Toplam beş yıl veya daha fazla kesinleşmiş hapis cezasının infazı amacıyla ceza infaz kurumunda bulunan ergin bir kişi, isteği bulunmasa dahi kişiliğinin veya malvarlığının korunması bakımından gerekli görülmesi halinde kısıtlanabilir. Cezayı yerine getirmekle görevli makam hapis cezasının infazına başlandığını derhal vesayet makamına bildirir.

Vesayet makamı karar vermeden önce hükümlüyü dinler.

Bu Kanunun kayyımlığa ilişkin hükümleri niteliğine uygun düştüğü ölçüde bu madde için de uygulanır”.

7499 sayılı Kanun öncesi ise TMK m.407 şu şekilde düzenlenmekte idi: “Bir yıl veya daha uzun süreli özgürlüğü bağlayıcı bir cezaya mahkum olan her ergin kısıtlanır.

Cezayı yerine getirmekle görevli makam, böyle bir hükümlünün cezasını çekmeye başladığını, kendisine vasi atanmak üzere hemen yetkili vesayet makamına bildirmekle yükümlüdür”.

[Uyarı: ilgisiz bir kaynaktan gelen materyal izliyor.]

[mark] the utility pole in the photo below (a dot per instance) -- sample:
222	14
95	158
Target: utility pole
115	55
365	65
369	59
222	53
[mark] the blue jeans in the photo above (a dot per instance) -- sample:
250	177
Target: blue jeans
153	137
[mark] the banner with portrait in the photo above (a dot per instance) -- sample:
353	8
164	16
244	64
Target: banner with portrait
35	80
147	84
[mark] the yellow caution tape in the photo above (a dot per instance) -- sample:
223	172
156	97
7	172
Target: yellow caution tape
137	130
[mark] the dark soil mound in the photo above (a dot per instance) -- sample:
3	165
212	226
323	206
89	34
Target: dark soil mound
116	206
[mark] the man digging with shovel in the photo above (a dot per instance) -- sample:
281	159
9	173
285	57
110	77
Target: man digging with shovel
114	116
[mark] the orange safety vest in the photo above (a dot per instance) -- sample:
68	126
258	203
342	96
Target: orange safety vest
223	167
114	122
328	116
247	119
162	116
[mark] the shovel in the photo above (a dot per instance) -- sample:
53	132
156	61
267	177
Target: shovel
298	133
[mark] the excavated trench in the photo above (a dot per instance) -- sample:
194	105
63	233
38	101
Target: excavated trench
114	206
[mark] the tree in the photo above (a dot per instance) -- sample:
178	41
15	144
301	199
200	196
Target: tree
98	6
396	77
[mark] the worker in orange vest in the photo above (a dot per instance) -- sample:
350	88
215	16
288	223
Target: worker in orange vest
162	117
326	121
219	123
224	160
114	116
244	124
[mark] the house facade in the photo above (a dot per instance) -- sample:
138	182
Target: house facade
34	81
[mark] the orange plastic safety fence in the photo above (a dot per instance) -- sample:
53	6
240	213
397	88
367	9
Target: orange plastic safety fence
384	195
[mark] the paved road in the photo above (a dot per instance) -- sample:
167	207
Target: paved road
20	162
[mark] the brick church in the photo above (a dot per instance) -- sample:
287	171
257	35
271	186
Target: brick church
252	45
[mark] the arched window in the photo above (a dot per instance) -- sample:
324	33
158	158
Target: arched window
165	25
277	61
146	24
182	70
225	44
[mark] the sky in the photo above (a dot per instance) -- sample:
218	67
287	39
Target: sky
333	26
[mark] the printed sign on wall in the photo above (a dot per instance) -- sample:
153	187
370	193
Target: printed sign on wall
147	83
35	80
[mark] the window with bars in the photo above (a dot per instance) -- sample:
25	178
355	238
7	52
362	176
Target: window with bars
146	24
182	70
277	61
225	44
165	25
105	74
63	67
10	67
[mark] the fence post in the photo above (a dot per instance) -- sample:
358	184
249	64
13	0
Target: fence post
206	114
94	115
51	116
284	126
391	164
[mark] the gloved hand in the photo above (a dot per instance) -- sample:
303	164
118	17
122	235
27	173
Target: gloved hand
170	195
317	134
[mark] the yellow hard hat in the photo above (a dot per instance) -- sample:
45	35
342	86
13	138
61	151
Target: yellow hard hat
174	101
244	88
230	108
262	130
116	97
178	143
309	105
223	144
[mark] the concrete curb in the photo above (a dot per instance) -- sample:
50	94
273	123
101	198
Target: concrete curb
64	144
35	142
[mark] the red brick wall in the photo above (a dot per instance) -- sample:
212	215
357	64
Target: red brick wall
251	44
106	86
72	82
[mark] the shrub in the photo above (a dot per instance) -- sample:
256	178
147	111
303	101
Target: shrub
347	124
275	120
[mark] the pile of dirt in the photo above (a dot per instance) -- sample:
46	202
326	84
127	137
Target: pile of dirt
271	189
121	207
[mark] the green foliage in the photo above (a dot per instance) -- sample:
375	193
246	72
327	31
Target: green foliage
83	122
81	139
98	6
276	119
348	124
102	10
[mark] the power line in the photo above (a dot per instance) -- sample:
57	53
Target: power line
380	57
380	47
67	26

Bunun yanında; 7499 sayılı Kanunla TMK m.471 de değiştirilmiş ve önceden “Özgürlüğü bağlayıcı cezaya mahkumiyet sebebiyle kısıtlı bulunan kişi üzerindeki vesayet, hapis halinin sona ermesiyle kendiliğinden ortadan kalkar.” şeklinde yer alan düzenleme,

7499 sayılı Kanunla, Özgürlüğü bağlayıcı cezaya mahkumiyet sebebiyle kısıtlı bulunan kişi üzerindeki vesayet, hapis halinin hukuka uygun bir şekilde sona ermesiyle kendiliğinden ortadan kalkar.

Hapis halinin devamı süresince aşağıdaki şartların varlığı halinde vesayet sona erdirilebilir:

1. Toplam beş yıldan az olan hapis cezasının infazına bağlı olarak verilen kısıtlama kararları bakımından kişinin isteminin bulunması,

2. Toplam beş yıl veya daha fazla kesinleşmiş hapis cezasının infazına bağlı olarak verilen kısıtlama kararları bakımından kişinin talebi üzerine kişiliğinin veya malvarlığının korunması sebebinin ortadan kalkması.” olarak değiştirilmiştir.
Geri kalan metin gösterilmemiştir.